Two years later, two FDA scientists raised concerns about the agency’s 2007 directive to GlaxoSmithKline to undertake a large-scale study of the drug’s safety. The scientists warned that the study posed an unnecessary risk to test subjects. The FDA dismissed their concerns.
“For too long, FDA officials have allowed corporations to subvert scientific outcomes, which has harmed thousands of Americans and shaken the public’s faith,” Grifo said. “We have a new administration in office, and in spite of efforts by FDA leadership, it is still business as usual at the agency.”
Yesterday, the Senate Finance Committee revealed that GlaxoSmithKline executives “intimidated independent physicians, minimized findings that Avandia may increase cardiovascular risk, and sought ways to downplay findings that the rival drug might reduce cardiovascular risk.”
“Over the past five years, FDA scientists who have questioned the safety of drugs such as Avandia, Vioxx and Ketek were not only were ignored, they were intimidated and censored,” said Grifo. “In each case, their concerns were justified, but they were heeded only after thousands of patients died or were seriously harmed.”
Grifo offered a number of recommendations for improving FDA procedures and protecting agency scientists:
- The FDA commissioner must instruct agency managers to refrain from retaliating against whistleblowers through reassignments, demotions or terminations.
- The FDA commissioner should issue a statement that encourages staff to speak out internally about concerns and communicate that the agency values their input.

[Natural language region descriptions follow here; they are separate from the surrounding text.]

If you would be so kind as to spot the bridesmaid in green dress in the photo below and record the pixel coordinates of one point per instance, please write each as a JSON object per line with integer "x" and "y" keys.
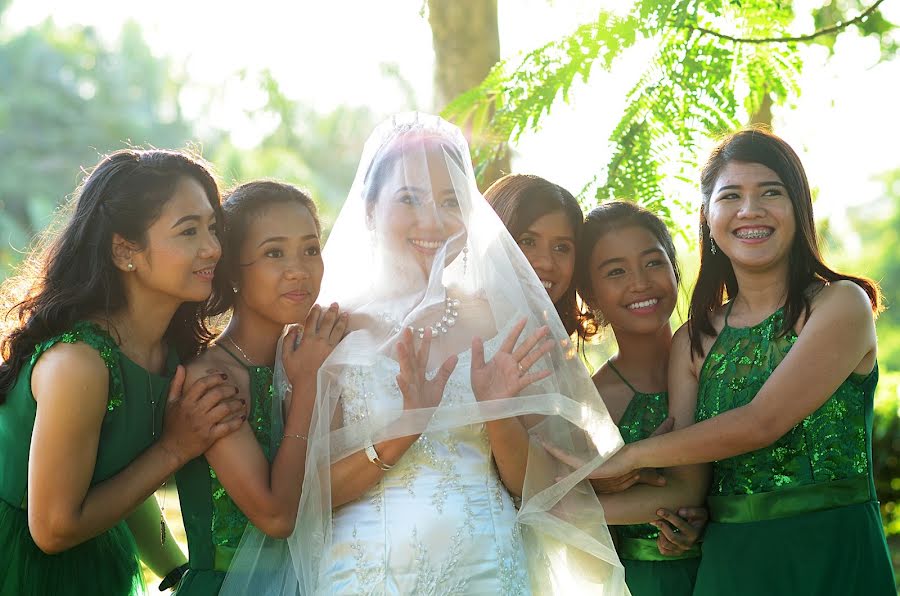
{"x": 92, "y": 420}
{"x": 780, "y": 352}
{"x": 274, "y": 268}
{"x": 546, "y": 222}
{"x": 628, "y": 275}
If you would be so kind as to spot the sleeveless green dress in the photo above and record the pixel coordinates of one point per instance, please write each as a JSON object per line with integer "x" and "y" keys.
{"x": 647, "y": 571}
{"x": 107, "y": 564}
{"x": 213, "y": 523}
{"x": 799, "y": 516}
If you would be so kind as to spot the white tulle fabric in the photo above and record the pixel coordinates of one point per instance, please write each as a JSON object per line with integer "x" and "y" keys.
{"x": 413, "y": 234}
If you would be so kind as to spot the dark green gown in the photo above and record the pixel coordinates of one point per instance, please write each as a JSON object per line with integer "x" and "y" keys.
{"x": 647, "y": 571}
{"x": 107, "y": 564}
{"x": 799, "y": 516}
{"x": 213, "y": 523}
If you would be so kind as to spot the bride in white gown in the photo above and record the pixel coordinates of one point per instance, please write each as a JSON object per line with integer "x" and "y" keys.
{"x": 425, "y": 472}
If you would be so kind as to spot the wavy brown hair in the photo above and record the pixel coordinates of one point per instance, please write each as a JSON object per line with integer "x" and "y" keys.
{"x": 242, "y": 205}
{"x": 519, "y": 200}
{"x": 70, "y": 276}
{"x": 716, "y": 281}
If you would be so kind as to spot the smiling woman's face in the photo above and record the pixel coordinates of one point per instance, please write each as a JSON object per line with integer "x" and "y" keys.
{"x": 281, "y": 264}
{"x": 417, "y": 211}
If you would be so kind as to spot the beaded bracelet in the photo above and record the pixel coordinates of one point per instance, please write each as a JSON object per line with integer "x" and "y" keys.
{"x": 173, "y": 577}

- FDA staff members should feel empowered to report not just waste, fraud and abuse, but also instances in which science has been manipulated, suppressed or distorted.

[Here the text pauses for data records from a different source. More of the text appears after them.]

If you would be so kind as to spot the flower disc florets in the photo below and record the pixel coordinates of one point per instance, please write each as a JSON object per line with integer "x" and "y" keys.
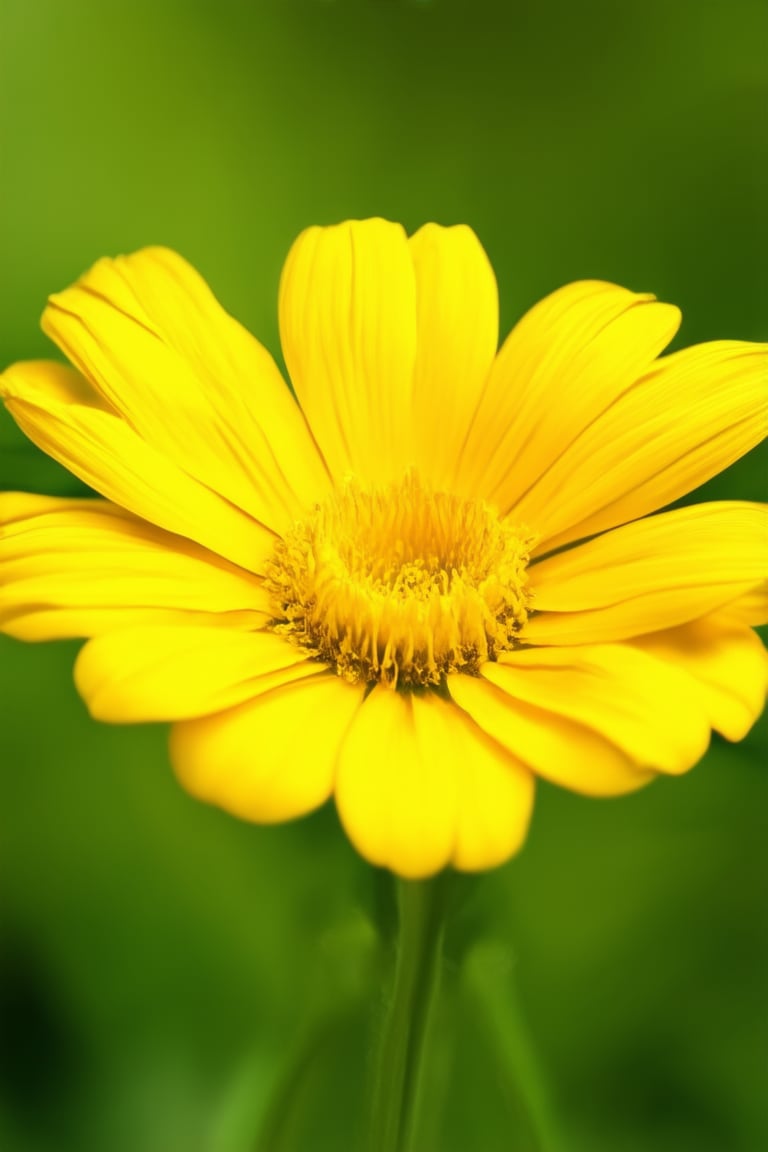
{"x": 401, "y": 585}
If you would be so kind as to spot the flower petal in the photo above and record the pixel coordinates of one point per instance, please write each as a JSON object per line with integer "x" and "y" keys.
{"x": 653, "y": 574}
{"x": 725, "y": 661}
{"x": 652, "y": 712}
{"x": 576, "y": 350}
{"x": 457, "y": 316}
{"x": 348, "y": 331}
{"x": 681, "y": 424}
{"x": 76, "y": 567}
{"x": 147, "y": 333}
{"x": 751, "y": 607}
{"x": 559, "y": 749}
{"x": 173, "y": 673}
{"x": 272, "y": 758}
{"x": 51, "y": 403}
{"x": 419, "y": 787}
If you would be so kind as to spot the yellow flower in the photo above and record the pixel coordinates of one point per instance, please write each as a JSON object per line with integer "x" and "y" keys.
{"x": 431, "y": 580}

- The FDA should educate its scientists and researchers about their rights and protections. These efforts should include mandatory briefings for new hires, requirements for posting educational information in workplaces, and in-service trainings.
“It is time for the agency to give its own scientists the respect they deserve when they raise red flags about the drugs they’re evaluating,” Grifo said. “The FDA also must stop allowing pharmaceutical companies to put profit over patients.”
The Union of Concerned Scientists puts rigorous, independent science to work to solve our planet's most pressing problems. Joining with citizens across the country, we combine technical analysis and effective advocacy to create innovative, practical solutions for a healthy, safe, and sustainable future.